More than half of dogs harbor an antibiotic-resistant superbug that is easily transmitted to humans, a new study has revealed.
A team of Chinese scientists has discovered that most dogs suffering from diarrhea carry multidrug-resistant strains of Escherichia coli (E. coli), an intestinal microbe that does not respond to some or all antibiotics.
Humans infected with E. coli can experience diarrhea, stomach cramps, fever, and, in rare cases, kidney failure and death.
The team analyzed stool samples from 135 dogs that had diarrhea and found that more than 50 percent of the canines carried the bacteria.
Drug-resistant superbugs are likely becoming more common due to the widespread use of antibiotics in agriculture and medicine, the scientists behind the new work concluded.
Dogs with diarrhea may be shedding multidrug-resistant E. coli in 5 out of 10 cases, with potential risks to their human owners.

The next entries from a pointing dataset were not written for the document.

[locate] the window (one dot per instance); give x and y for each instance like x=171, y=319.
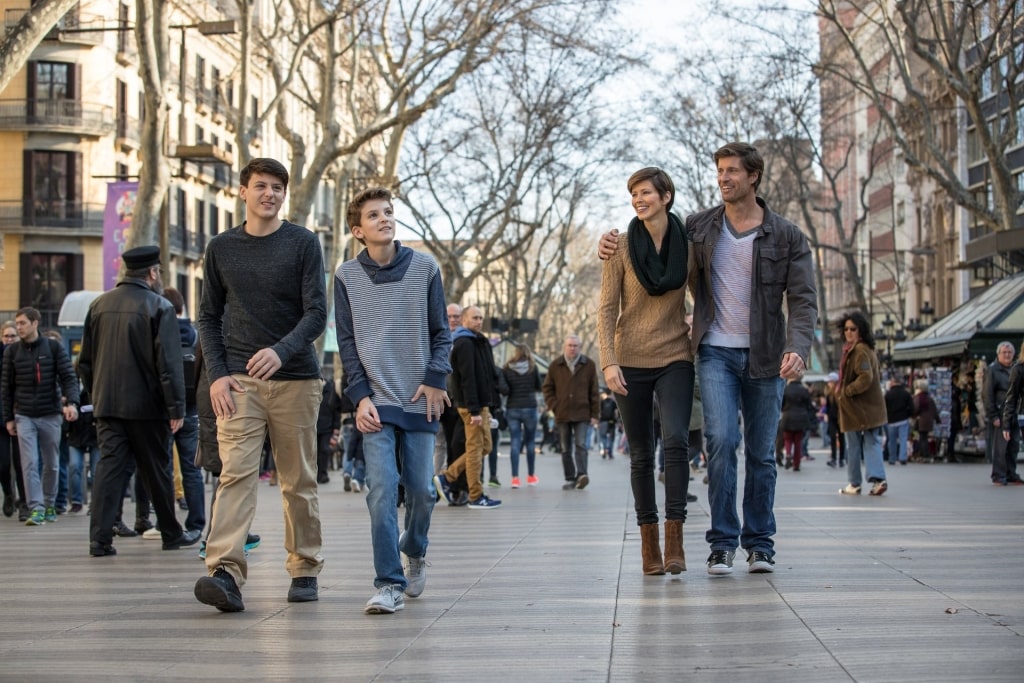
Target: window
x=52, y=81
x=52, y=186
x=46, y=279
x=51, y=89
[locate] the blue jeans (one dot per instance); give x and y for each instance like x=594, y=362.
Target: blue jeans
x=606, y=434
x=896, y=435
x=39, y=438
x=572, y=436
x=522, y=430
x=186, y=439
x=64, y=465
x=864, y=445
x=729, y=391
x=78, y=474
x=417, y=453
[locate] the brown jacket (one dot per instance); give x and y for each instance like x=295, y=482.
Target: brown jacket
x=572, y=396
x=861, y=402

Your pet could be carrying antibiotic-resistant superbugs, bacteria that cannot be treated with conventional antibiotics.
This overwhelming presence of superbugs among companion animals could accelerate the emergence of new drug-resistant diseases in people, the scientists wrote.
According to the World Health Organization (WHO), superbugs kill more than a million people every year. The organization has warned that the planet is heading towards a ‘post-antibiotics’ era.
In fact, up to half of multidrug-resistant infections are acquired in hospitalfound a large-scale study.
A post-antibiotic era would effectively turn back time, placing us in an era where a simple surgery or scrape could turn into a life-threatening medical emergency.
And according to the new study, dogs may play a role in the spread of these dangerous bacteria.
The scientists took 185 stool samples from dogs that had confirmed cases of diarrhea over a one-year period.
Dogs that had taken antimicrobial medications of any type in the past three months were excluded to ensure they got a relatively unaltered view of their bacterial content.
The team then extracted and cultured E. coli bacteria from the samples, ending up with 135 that they grew in dishes for further testing.
They then tested 16 different antibiotics, comprising six categories of drugs, on each sample to see which ones were effective.
Between 59 and 76 percent of the samples contained bacteria resistant to an entire class of drugs.
Specifically, 59 percent of the samples were resistant to sulfonamides, 64 percent were resistant to tetracyclines, and 76 percent were resistant to beta-lactams.
These three classes include the most commonly used antibiotics.
“The widespread use of antibiotics has significantly led to an increase in (multidrug-resistant) E. coli isolated from companion animals,” wrote the team from the School of Veterinary Medicine at Sichuan Agricultural University.
Antimicrobial chemicals in everyday items like hand soap have also been linked to increasing rates of drug-resistant bacteria, as has the use of alcohol and bleach to disinfect homes and hospitals.
Part of what makes E. coli resistant to antibiotics is an accelerated form of evolution: survival of the fittest.
E. coli is a type of bacteria that exists naturally in our intestines, as well as those of dogs. But an excessive amount can make us sick and E. coli is increasingly resistant to common treatments.
Disinfectants and antiseptics are commonly used to clean surfaces, surgical instruments, and even skin in healthcare environments. But these could increase antibiotic resistance as they leave survivors behind.
When a dog or human is treated with an antibiotic, harmful bacteria are killed.
But it may not be 100 percent of them.
Those that survive are able to survive because they have specific genetic variants that give them protection against antibiotics.
When these bacteria survive, they pass on their resistance genes to their offspring.
Not only that, but bacteria can also share genetic material with each other. That means they can pass resistance genes to each other without even reproducing.
In recent years, restrictions on antibiotic prescribing have tried to improve the situation, but according to the new study, the problem may be too advanced to control.
The high detection rates of E. coli (MDR) in our study implied that more effective measures should be taken to control the emergence and spread of E. coli (MDR) from companion animals,’ the researchers wrote.